Walking round Capri together, Fey felt that she and Alexander at last found ‘a kind of inner peace’.87 Towards the end of their enforced stay, Alexander suggested they visit the small chapel. As he sat playing the organ, Fey found she could not stop her
tears. She knew that she would soon be rejoining her husband, and she still hoped to find her sons, but ‘the thought of leaving Alex, who was in many ways so helpless and who had lost so much, made me immensely sad’, she wrote.88 Fey later confided to a close friend that theirs had been a ‘love affair’, and Alexander had hoped to marry her.89 When he said farewell, he gave her a last poem: ‘You are mine, I shout it to the winds,’ he had written.90*
Alexander and Mika eventually arrived in Lautlingen the day after the Stauffenberg children returned, astounding everyone by pulling up in ‘a great Mercedes car’ loaned to them by the cardinal of Munich.91 Mika and her children were overwhelmed to be together again, and Alexander was deeply moved to see all his nephews and nieces.
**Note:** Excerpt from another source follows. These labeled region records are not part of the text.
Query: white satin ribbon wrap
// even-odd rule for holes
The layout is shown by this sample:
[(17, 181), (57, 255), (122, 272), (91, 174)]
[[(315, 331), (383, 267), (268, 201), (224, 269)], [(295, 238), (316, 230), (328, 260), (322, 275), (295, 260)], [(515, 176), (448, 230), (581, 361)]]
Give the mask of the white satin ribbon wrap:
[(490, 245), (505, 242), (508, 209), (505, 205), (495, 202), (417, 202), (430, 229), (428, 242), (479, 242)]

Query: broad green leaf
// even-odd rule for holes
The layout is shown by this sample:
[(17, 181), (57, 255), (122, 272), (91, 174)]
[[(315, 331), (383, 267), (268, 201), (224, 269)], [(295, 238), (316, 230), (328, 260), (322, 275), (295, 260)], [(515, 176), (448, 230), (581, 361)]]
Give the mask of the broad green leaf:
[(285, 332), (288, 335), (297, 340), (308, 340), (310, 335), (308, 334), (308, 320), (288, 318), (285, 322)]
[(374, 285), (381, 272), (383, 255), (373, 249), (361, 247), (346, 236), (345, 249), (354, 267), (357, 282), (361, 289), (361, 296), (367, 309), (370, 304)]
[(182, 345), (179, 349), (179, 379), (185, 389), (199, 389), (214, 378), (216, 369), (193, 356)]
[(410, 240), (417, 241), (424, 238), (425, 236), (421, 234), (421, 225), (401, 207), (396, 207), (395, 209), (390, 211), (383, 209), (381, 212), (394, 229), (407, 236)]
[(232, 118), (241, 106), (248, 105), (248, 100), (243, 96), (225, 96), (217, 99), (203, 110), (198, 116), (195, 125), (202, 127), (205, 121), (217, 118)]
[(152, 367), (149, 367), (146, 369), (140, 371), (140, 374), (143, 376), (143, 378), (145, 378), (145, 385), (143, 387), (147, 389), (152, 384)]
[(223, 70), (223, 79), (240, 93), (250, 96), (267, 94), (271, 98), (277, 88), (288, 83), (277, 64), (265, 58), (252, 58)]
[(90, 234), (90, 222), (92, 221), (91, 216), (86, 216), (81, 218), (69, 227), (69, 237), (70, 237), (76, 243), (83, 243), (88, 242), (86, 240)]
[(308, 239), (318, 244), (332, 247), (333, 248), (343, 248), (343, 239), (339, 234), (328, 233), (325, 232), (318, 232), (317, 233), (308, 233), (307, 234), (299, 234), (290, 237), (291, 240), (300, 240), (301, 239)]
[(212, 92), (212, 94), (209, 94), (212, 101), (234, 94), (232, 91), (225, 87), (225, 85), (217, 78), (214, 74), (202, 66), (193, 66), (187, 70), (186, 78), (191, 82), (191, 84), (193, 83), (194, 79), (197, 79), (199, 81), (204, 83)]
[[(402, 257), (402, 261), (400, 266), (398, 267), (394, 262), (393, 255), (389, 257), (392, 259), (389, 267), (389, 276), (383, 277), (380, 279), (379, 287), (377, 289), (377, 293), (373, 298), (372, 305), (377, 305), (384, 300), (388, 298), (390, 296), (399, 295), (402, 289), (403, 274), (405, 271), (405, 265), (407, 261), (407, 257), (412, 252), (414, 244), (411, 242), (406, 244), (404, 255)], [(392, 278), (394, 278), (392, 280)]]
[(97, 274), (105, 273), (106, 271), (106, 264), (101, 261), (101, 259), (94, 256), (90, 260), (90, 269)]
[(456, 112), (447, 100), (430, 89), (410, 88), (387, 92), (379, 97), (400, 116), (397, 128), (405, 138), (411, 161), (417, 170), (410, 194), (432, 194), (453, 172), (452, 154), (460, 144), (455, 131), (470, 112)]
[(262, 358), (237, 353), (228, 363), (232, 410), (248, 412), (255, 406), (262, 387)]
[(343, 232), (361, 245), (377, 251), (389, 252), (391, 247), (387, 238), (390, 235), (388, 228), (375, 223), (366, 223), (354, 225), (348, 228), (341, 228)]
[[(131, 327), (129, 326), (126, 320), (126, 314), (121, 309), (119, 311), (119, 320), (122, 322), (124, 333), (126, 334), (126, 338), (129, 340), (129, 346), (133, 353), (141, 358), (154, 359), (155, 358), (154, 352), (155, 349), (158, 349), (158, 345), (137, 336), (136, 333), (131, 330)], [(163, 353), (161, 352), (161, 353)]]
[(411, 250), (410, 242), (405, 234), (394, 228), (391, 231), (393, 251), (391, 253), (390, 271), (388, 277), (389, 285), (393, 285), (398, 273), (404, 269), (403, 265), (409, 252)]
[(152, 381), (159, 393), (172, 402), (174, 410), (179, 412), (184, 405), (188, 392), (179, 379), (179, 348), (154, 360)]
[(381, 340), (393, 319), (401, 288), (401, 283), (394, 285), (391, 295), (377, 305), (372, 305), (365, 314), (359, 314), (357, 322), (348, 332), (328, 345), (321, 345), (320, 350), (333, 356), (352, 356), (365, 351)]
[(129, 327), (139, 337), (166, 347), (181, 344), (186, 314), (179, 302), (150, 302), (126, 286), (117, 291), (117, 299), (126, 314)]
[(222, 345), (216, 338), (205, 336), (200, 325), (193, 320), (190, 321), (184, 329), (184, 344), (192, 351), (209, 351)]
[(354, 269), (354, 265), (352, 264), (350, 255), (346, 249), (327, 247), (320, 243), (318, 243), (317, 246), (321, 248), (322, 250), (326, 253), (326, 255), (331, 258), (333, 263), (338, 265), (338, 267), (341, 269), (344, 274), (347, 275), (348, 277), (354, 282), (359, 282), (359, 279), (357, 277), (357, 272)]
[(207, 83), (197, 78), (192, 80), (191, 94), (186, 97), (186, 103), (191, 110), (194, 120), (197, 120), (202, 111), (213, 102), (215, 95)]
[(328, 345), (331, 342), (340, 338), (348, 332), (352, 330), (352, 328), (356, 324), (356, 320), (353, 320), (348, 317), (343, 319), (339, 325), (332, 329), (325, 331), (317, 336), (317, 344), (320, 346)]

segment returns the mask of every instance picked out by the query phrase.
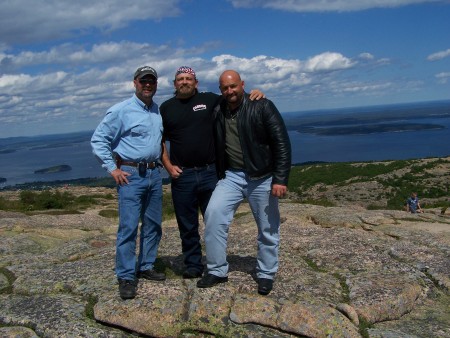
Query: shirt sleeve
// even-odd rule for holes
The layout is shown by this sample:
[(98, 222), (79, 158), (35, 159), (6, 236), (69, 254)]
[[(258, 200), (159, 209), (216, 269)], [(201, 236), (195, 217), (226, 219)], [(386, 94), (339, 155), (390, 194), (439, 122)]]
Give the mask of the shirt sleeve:
[(102, 167), (111, 173), (117, 169), (113, 147), (118, 139), (120, 121), (117, 113), (108, 112), (91, 138), (92, 152)]

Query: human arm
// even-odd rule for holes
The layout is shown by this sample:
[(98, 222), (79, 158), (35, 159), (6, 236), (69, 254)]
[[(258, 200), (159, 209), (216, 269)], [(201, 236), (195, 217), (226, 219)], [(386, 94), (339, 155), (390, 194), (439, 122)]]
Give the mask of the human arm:
[(114, 178), (117, 184), (127, 184), (129, 174), (120, 170), (114, 159), (112, 145), (119, 137), (120, 122), (117, 114), (107, 113), (91, 138), (92, 152), (102, 167)]
[(260, 91), (259, 89), (252, 89), (250, 91), (249, 95), (250, 95), (249, 96), (250, 101), (253, 101), (253, 100), (258, 101), (258, 100), (266, 97), (266, 95), (264, 95), (264, 93), (262, 91)]
[(164, 168), (166, 168), (170, 177), (178, 178), (183, 173), (183, 170), (179, 166), (173, 165), (170, 161), (169, 152), (167, 151), (166, 143), (164, 142), (164, 140), (162, 142), (161, 162)]
[(291, 170), (291, 143), (283, 118), (272, 101), (262, 100), (263, 125), (272, 154), (272, 184), (287, 186)]
[(287, 193), (287, 187), (282, 184), (272, 185), (272, 195), (275, 197), (284, 197)]

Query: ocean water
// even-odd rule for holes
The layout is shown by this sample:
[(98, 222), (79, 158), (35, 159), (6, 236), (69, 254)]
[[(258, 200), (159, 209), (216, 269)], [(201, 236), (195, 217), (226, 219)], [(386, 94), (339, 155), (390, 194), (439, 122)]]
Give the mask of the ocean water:
[[(404, 160), (450, 156), (450, 101), (380, 106), (340, 111), (302, 112), (283, 115), (292, 145), (292, 162), (353, 162)], [(319, 135), (298, 132), (295, 126), (335, 128), (377, 126), (386, 122), (433, 124), (440, 129)], [(301, 128), (300, 128), (301, 129)], [(109, 176), (94, 158), (90, 147), (92, 132), (57, 136), (0, 139), (0, 189), (30, 182), (49, 182)], [(38, 169), (70, 165), (72, 170), (35, 174)], [(165, 173), (163, 172), (163, 175)], [(112, 179), (112, 178), (111, 178)]]

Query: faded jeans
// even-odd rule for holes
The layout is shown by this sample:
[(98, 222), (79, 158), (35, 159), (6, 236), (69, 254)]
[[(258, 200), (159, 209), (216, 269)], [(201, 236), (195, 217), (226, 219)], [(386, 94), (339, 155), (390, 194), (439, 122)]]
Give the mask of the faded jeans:
[[(116, 242), (116, 275), (134, 280), (138, 271), (151, 270), (157, 257), (162, 229), (162, 181), (158, 168), (147, 169), (123, 165), (130, 173), (128, 184), (118, 186), (119, 229)], [(141, 221), (139, 255), (136, 261), (136, 238)], [(137, 270), (137, 271), (136, 271)]]
[(237, 170), (227, 170), (226, 177), (218, 182), (205, 213), (208, 273), (227, 276), (229, 226), (237, 208), (247, 198), (258, 227), (256, 277), (274, 278), (278, 270), (280, 213), (271, 185), (271, 176), (251, 180), (245, 172)]

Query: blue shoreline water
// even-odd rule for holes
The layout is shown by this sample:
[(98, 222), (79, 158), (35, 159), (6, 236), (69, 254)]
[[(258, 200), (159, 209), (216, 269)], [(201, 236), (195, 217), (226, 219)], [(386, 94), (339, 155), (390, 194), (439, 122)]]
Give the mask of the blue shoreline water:
[[(403, 108), (402, 108), (403, 107)], [(444, 129), (418, 131), (384, 132), (349, 135), (316, 135), (314, 133), (289, 131), (294, 164), (307, 162), (359, 162), (382, 160), (405, 160), (426, 157), (450, 156), (450, 101), (436, 108), (429, 105), (396, 106), (396, 123), (435, 124)], [(370, 123), (376, 125), (393, 120), (394, 113), (384, 114), (392, 106), (380, 107), (355, 115), (353, 111), (315, 112), (284, 115), (286, 124), (301, 123), (317, 128), (332, 128), (347, 125), (358, 126)], [(402, 110), (403, 109), (403, 110)], [(410, 110), (407, 110), (410, 109)], [(414, 110), (413, 113), (408, 113)], [(419, 109), (419, 110), (418, 110)], [(357, 110), (355, 110), (357, 112)], [(440, 115), (436, 115), (440, 112)], [(443, 113), (444, 115), (442, 115)], [(370, 115), (372, 114), (372, 115)], [(350, 122), (347, 122), (347, 120)], [(356, 119), (356, 121), (355, 121)], [(367, 122), (369, 121), (369, 122)], [(291, 125), (292, 126), (292, 125)], [(0, 139), (0, 160), (6, 164), (0, 167), (0, 177), (7, 181), (0, 188), (38, 181), (71, 180), (89, 177), (109, 176), (91, 152), (89, 139), (92, 132), (66, 135), (40, 136), (32, 138)], [(56, 165), (69, 165), (71, 171), (34, 174), (35, 170)]]

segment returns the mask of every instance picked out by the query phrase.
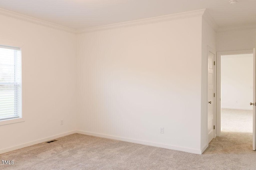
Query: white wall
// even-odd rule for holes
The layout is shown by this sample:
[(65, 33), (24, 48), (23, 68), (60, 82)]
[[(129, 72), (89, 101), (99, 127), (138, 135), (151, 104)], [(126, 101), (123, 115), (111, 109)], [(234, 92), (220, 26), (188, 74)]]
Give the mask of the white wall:
[[(216, 33), (203, 17), (202, 22), (201, 149), (208, 145), (208, 51), (216, 50)], [(214, 51), (212, 51), (213, 52)]]
[(221, 107), (252, 110), (252, 54), (221, 57)]
[(200, 151), (202, 27), (197, 17), (79, 35), (78, 130)]
[(0, 126), (0, 151), (76, 130), (75, 35), (3, 16), (0, 21), (1, 45), (24, 45), (25, 120)]
[(217, 51), (252, 49), (256, 48), (256, 29), (218, 33)]

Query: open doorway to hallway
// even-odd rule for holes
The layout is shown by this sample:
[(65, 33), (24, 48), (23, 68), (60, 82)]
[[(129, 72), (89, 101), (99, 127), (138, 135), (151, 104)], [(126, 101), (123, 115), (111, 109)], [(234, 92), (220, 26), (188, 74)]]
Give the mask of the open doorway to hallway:
[(222, 55), (221, 132), (252, 135), (253, 55)]

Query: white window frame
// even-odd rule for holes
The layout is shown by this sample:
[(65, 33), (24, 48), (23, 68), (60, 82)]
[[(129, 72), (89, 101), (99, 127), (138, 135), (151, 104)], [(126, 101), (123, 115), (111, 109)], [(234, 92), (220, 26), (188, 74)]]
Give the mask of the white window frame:
[(19, 45), (17, 44), (17, 43), (2, 43), (0, 42), (0, 46), (4, 47), (5, 48), (7, 49), (18, 49), (20, 51), (20, 72), (21, 72), (21, 76), (20, 78), (20, 95), (21, 95), (21, 99), (20, 99), (20, 113), (18, 116), (10, 118), (7, 118), (6, 119), (4, 119), (2, 120), (0, 120), (0, 126), (5, 125), (8, 125), (12, 123), (15, 123), (18, 122), (22, 122), (24, 121), (25, 120), (24, 118), (24, 116), (22, 114), (22, 47), (24, 46), (23, 45)]

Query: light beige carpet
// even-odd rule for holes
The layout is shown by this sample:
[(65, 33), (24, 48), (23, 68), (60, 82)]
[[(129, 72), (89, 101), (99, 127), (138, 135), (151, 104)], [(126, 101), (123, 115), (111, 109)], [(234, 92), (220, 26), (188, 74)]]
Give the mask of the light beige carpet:
[(75, 134), (0, 154), (14, 164), (0, 169), (256, 169), (251, 134), (223, 135), (198, 155)]
[[(236, 126), (238, 119), (248, 117), (226, 111), (223, 127)], [(202, 155), (75, 134), (0, 154), (1, 160), (14, 161), (10, 165), (0, 162), (0, 169), (256, 169), (252, 133), (231, 131), (214, 139)]]
[(222, 109), (222, 131), (252, 133), (252, 110)]

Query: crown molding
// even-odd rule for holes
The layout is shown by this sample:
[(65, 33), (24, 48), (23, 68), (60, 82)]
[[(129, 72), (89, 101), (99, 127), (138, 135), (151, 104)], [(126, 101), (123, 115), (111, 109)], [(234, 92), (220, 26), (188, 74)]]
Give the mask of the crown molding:
[(14, 12), (8, 10), (0, 8), (0, 15), (12, 18), (22, 21), (26, 21), (37, 25), (44, 26), (47, 27), (64, 31), (71, 33), (76, 33), (76, 29), (60, 25), (51, 22), (29, 17), (27, 16)]
[(242, 25), (223, 27), (220, 27), (217, 32), (231, 31), (240, 31), (244, 29), (256, 29), (256, 24), (244, 25)]
[(92, 32), (107, 30), (108, 29), (121, 28), (134, 26), (149, 24), (161, 22), (165, 22), (174, 20), (180, 20), (192, 17), (202, 16), (204, 13), (205, 9), (192, 11), (189, 12), (182, 12), (171, 15), (160, 16), (146, 19), (136, 20), (127, 22), (121, 22), (112, 24), (98, 27), (91, 27), (83, 29), (77, 29), (77, 34), (87, 33)]
[(203, 18), (205, 20), (215, 32), (217, 32), (219, 29), (219, 26), (217, 24), (213, 18), (210, 14), (207, 9), (206, 9), (203, 14)]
With him he brought the shocking news of Melitta’s death. The children now grieved for their ‘shot-down aviator aunt’, as well as for their fathers, uncles and great-uncle Nüx, all executed by the Nazis.92 It was only when they were at their peaceful Lautlingen home again that the reality of what had happened sank in. Perhaps worst of all for Berthold, Heimeran, Franz Ludwig and Valerie, there was still no news of their mother.
Nina was alive, but since July she had been stranded in a small town in Bavaria, near the Czech border. It was another month before she managed to reach Lautlingen. She walked up to the house dressed entirely in black, still with her battered hatbox but now also carrying her young baby, Konstanze, in her arms. She ‘still possessed much of her exotic charm’, a cousin wrote, but not surprisingly after the shocking death of Claus, her long months of imprisonment and lonely childbirth, ‘she looked worn and far older than her years’.93 Karoline was astonished that the Gestapo had not murdered her son’s wife. Nina’s survival was due not only to her potential value as a prisoner, but also to Melitta’s support, her own impressive resilience, and luck.